29th April 2015
Only 43 London properties are “affordable”, which includes houseboats costing up to £165,000, a new study reveals.
In England, more than 80% of properties on the market aren’t affordable for families looking to buy their first home, according to the housing charity Shelter.
The charity analysed asking prices for hundreds of thousands of properties for sale throughout the country, and compared them with the mortgage that an average family buying their first home could afford. The analysis shows zero family homes are affordable in over 10% of the country.
Exposing the depth of England’s housing shortage, the research revealed that across the country only 17% of homes for sale are affordable for families that need at least two bedrooms, and only 7% are affordable for larger families looking for homes with three bedrooms or more.
In 10% of local authorities, there are absolutely no homes for sale that are affordable for families earning a typical wage. These include Chelmsford and Watford in the East of England, and Gravesham and Elmbridge in the South East.
The problem is particularly severe in London. Shelter identified just 43 affordable properties in the entire capital, a number which would be even lower if it didn’t include house boats (selling for up to £165,000) and a mobile home (£125,000).
With just over a week until Election Day, the charity is warning that unless politicians act swiftly to build the homes we need, millions will be forced to cope with continued instability and sky high housing costs.
Additional research from the charity found that when asked whether or not a party is on their side, voters are likely to consider a pledge to build affordable homes among their top priorities when casting their vote.

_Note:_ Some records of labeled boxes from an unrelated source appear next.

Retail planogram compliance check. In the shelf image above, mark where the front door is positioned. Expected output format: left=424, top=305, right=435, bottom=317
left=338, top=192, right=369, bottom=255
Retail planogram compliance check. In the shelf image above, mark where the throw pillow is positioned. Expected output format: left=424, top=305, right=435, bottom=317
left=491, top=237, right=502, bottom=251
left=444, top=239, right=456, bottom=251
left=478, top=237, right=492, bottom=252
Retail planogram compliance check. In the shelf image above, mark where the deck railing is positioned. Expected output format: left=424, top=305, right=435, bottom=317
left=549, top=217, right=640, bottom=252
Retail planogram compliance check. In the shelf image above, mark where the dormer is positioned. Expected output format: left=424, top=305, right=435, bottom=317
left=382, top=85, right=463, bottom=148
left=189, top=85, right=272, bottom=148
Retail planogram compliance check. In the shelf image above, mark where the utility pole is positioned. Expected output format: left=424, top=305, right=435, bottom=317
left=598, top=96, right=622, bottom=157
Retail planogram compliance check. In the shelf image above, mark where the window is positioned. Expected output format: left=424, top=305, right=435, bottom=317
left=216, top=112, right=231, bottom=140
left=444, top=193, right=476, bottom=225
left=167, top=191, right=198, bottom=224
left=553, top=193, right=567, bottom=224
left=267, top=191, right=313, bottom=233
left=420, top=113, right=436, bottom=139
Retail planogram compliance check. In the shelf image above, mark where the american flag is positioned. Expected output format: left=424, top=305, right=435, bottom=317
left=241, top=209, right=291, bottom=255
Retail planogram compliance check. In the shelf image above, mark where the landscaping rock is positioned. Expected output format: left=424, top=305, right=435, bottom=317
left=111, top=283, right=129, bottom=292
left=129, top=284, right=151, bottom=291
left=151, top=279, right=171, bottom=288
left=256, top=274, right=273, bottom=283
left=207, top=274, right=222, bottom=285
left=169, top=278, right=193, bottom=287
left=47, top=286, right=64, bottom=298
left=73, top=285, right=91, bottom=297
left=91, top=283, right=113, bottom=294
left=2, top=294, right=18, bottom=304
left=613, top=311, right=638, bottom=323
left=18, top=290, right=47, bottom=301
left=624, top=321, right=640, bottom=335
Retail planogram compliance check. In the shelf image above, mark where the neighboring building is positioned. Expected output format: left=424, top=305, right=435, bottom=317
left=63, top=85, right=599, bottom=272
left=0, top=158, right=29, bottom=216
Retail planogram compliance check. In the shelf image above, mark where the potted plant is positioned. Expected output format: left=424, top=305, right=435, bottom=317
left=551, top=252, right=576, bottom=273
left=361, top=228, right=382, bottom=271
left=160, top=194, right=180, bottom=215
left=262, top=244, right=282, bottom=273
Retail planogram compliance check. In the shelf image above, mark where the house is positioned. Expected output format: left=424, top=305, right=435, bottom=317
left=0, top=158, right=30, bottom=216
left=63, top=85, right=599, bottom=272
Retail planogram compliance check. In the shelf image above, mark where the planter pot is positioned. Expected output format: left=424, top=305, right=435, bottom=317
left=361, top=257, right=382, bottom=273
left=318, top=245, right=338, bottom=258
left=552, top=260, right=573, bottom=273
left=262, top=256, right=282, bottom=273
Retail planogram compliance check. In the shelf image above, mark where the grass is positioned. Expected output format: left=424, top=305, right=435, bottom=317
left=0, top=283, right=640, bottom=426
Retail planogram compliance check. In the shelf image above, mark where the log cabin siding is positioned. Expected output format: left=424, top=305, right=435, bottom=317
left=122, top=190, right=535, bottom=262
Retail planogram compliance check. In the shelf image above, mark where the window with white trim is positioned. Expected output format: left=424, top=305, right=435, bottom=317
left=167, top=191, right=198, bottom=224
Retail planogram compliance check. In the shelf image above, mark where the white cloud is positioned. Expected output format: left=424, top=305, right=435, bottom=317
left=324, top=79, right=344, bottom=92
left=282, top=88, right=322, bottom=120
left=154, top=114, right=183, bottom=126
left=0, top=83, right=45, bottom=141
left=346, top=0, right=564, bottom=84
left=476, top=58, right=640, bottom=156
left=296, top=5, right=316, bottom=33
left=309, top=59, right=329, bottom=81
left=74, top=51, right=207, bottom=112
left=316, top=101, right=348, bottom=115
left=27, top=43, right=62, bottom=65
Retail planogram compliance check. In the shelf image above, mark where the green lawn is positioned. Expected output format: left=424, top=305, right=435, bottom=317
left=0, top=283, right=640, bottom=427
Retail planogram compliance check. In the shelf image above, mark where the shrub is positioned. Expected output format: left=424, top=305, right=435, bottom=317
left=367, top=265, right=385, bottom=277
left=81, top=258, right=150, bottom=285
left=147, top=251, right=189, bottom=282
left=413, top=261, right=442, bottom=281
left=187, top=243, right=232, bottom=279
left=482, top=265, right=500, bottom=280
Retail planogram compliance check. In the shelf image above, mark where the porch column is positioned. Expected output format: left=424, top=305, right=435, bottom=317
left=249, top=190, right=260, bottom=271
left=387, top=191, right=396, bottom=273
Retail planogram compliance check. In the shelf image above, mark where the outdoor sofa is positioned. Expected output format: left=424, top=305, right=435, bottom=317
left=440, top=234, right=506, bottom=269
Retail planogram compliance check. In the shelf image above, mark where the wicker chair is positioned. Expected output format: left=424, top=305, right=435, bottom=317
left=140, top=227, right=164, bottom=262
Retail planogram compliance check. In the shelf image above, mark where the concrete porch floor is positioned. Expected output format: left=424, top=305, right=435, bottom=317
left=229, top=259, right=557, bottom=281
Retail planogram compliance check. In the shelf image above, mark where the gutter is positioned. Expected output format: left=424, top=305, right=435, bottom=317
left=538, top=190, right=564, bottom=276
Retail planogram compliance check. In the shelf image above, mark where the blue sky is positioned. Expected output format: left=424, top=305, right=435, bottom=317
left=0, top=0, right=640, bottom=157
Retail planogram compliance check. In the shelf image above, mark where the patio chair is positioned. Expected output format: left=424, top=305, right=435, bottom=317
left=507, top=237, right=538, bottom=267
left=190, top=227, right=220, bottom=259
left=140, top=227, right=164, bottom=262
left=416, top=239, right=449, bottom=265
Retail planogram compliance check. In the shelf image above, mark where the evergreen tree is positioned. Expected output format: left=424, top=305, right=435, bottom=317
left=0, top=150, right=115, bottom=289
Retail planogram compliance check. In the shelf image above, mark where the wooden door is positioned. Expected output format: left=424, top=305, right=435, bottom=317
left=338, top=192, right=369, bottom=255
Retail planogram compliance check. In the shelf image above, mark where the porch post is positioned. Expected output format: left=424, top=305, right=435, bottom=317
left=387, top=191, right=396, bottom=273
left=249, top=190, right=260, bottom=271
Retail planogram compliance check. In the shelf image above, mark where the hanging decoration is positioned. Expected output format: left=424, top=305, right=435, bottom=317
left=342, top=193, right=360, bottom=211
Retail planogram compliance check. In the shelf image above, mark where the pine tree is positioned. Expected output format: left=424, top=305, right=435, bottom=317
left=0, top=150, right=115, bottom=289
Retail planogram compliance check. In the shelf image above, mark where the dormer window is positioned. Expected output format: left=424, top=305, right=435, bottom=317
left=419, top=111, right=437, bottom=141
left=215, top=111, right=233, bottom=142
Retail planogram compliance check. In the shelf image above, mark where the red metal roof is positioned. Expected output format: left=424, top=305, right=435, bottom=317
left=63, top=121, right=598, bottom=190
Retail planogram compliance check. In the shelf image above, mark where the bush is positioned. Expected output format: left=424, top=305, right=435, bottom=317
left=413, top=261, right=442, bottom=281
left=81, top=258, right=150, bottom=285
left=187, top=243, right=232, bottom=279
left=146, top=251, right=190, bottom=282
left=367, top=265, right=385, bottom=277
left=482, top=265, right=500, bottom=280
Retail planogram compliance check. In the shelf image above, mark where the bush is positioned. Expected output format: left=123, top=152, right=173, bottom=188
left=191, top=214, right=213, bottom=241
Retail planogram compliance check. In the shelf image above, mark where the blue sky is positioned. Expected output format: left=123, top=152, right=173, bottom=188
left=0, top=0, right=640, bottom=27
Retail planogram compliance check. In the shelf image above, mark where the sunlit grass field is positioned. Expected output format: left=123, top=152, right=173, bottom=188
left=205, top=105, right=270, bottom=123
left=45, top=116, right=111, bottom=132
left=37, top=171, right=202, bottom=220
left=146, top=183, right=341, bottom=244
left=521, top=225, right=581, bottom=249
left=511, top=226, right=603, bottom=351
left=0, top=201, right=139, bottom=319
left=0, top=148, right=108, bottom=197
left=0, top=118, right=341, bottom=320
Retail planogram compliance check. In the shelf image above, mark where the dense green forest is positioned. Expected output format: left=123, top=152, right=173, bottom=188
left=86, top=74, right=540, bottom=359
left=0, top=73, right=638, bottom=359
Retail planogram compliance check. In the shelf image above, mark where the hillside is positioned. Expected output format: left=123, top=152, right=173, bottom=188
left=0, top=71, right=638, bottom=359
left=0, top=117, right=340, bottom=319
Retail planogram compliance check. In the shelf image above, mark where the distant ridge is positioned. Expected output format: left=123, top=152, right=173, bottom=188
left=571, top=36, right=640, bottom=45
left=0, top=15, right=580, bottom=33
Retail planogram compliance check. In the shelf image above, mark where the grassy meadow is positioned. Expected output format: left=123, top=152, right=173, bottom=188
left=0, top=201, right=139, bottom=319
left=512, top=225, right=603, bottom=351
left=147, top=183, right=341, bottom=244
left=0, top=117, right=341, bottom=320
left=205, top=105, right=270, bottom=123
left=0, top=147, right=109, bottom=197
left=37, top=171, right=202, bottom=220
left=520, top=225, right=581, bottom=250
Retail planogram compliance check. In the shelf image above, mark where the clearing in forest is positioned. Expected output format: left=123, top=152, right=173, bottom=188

Fiona, a lecturer in Colchester, is a married mother of three and priced out the market. She says: “I’ve always wanted a stable home for my family, but despite my husband and I both working in decent, professional jobs, house prices are way too high for us to even dream of being able to afford a home of our own.
“We need somewhere stable to raise our children, but even with a few pay rises over the years and a bit of money put aside, it seems like we’ll never get there.
“I feel completely resigned to never getting on the property ladder. A place to call home should be something you can work towards, not a luxury you can never attain. It just makes us feel utterly helpless.”
Campbell Robb, chief executive of Shelter, adds: “Over eighty per cent of homes on the market are off limits for a typical family, and this is nothing short of a scandal.
“Decades of failing to deliver the homes we need is leaving millions trapped in expensive and unstable private renting, or in their childhood bedrooms, with barely a hope of saving for a home of their own. It’s no wonder that a week out from election day, affordable housing is a key concern for those heading to the polling booths.
“For the next government, whoever that may be, it’s time for the talk to stop and the work to begin. Politicians need to act swiftly to deliver the plan that will build the 250,000 homes a year we need, or millions more people will be forced to kiss their dreams of a stable and affordable place to live goodbye.”